My first post here. A great site and resource.
I did search a bit and looked at the questions with similar titles, but couldn't find something specifically about this.
I'm trying to remove any redundancy and bloat from a C astronomical calculation library that my C++ program uses. I ran a simple profiler (VerySleepy).
Here is the code that the profiler showed as using the most time (aside from C library functions sprintf, etc.):
double swi_echeb(const double x, const double* const coef, const int ncf)
{
int j = ncf - 1;
double x2, br, brp2, brpp;
x2 = x * 2.;
br = 0.;
brp2 = 0.; /* dummy assign to silence gcc warning */
brpp = 0.;
for (; j >= 0; --j) { // <-- 0.39s
brp2 = brpp; // <-- 0.01s
brpp = br; // <-- 0.32s
br = x2 * brpp - brp2 + coef[j]; // <-- 3.49s ***
} // <-- 0.14s
return (br - brp2) * .5; // <-- 0.06s
} // <-- 0.05s
This particular function is deeply embedded within others and the main "kick-off" function that my program calls is called thousands of times.
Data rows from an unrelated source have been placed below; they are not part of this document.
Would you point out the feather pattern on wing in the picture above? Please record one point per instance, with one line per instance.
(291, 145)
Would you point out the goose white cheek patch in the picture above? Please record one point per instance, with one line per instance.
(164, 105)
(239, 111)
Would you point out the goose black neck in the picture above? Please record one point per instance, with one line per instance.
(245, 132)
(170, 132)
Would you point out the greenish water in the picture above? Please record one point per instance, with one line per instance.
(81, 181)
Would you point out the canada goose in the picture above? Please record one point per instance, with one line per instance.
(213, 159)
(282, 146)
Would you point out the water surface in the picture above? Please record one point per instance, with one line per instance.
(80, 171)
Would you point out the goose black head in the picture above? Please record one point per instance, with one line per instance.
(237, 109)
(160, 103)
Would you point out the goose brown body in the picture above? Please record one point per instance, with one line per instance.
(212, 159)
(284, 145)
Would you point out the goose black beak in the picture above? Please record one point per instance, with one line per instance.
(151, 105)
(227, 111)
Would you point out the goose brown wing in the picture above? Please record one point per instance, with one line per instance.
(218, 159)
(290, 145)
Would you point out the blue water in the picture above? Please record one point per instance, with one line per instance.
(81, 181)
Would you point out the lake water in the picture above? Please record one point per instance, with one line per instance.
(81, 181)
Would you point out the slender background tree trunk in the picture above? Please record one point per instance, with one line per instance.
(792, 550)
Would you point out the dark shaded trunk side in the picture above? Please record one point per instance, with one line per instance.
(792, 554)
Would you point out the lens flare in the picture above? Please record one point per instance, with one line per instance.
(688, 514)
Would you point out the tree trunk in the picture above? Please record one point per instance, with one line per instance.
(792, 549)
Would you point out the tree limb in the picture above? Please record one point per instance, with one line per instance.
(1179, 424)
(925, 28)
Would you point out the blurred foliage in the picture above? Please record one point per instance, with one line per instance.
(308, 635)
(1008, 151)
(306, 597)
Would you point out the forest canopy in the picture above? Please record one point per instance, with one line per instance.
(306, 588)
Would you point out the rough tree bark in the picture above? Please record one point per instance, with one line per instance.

You can see the standout statement with 3.49s as much higher than all the other statement times. I know there are ways to speed C arithmetic with using multiplication over division when possible. But I don't know much more than that.
Like:
Would it be better to split this statement up into smaller pieces?:
br = x2 * brpp;
br -= brp2;
br += coef[j];
Any other ideas or critiques. I did not write this code, though I did add the const to the function parameters as I love const-correctness.
I've never tried using registers or other fancy tricks to speed things up before. Anyone think something like that can work here?
I know people will say, "Try it!" So I will, and will update what I get if it helps anyone with similar arithmetic questions.
EDIT: Posting Results I've Tested From Suggestions
In order from fastest to slowest, here are what I've found so far. Profiler is VerySleepy. Compiler is Visual Studio 2008 Pro Ed. Compile options for both library and my application are:
Debug, C7 format, /O2 /Ob2 /Oi /Ot /Oy /GT /GL /GF /FD /MTd /GS- /Gy /fp:fast /FAs
The following is Andrew's suggestion about doing "4 iterations per loop". It was the fastest so far.
TOTAL TIME spent in function (times from the other statements in the function are not shown here) = 2.08 seconds
for (; index >= 3; index -= 4) { // 0.02s
brp2 = brpp;
brpp = br; // 0.02s
br = x2 * brpp - brp2 + coef[index]; // 0.25s
brp2 = brpp;
brpp = br; // 0.13s
br = x2 * brpp - brp2 + coef[index - 1]; // 0.33s
brp2 = brpp;
brpp = br; // 0.13s
br = x2 * brpp - brp2 + coef[index - 2]; // 0.34s
brp2 = brpp;
brpp = br; // 0.14s
br = x2 * brpp - brp2 + coef[index - 3]; // 0.42s
}
for (; index >= 0; --index) { // 0.03s
brp2 = brpp; // 0.03s
brpp = br;
br = x2 * brpp - brp2 + coef[index]; // 0.11s
}
The next fastest was the original unaltered code, with a total time of 2.39 seconds inside the function, again including the statements outside the loop. Note that this is less than my original post. My original post was unoptimized code, but since everyone suggested it, all of my tests were subsequently as optimized as I could get in VS08:
for (j = ncf - 1; j >= 0; j--) { // 0.02s
brp2 = brpp; // 0.03s
brpp = br; // 0.07s
br = x2 * brpp - brp2 + coef[j]; // 2.14s
}
After this original code, the next fastest was Drew's idea of setting the pointer in advance and using that. Total time spent inside function was 2.49 seconds, including times from statements outside loop:
for (; index >= coef; --index) { // 0.01s
brp2 = brpp;
brpp = br; // 0.06s
br = x2 * brpp - brp2 + *index; // 2.24s
}
I also tried a mix of both Andrew's loop unrolling and Drew's pointer usage, but that took 2.39 seconds, the same as the unaltered code.
Based on the results, the loop-unrolling is the way to go so far for my usage.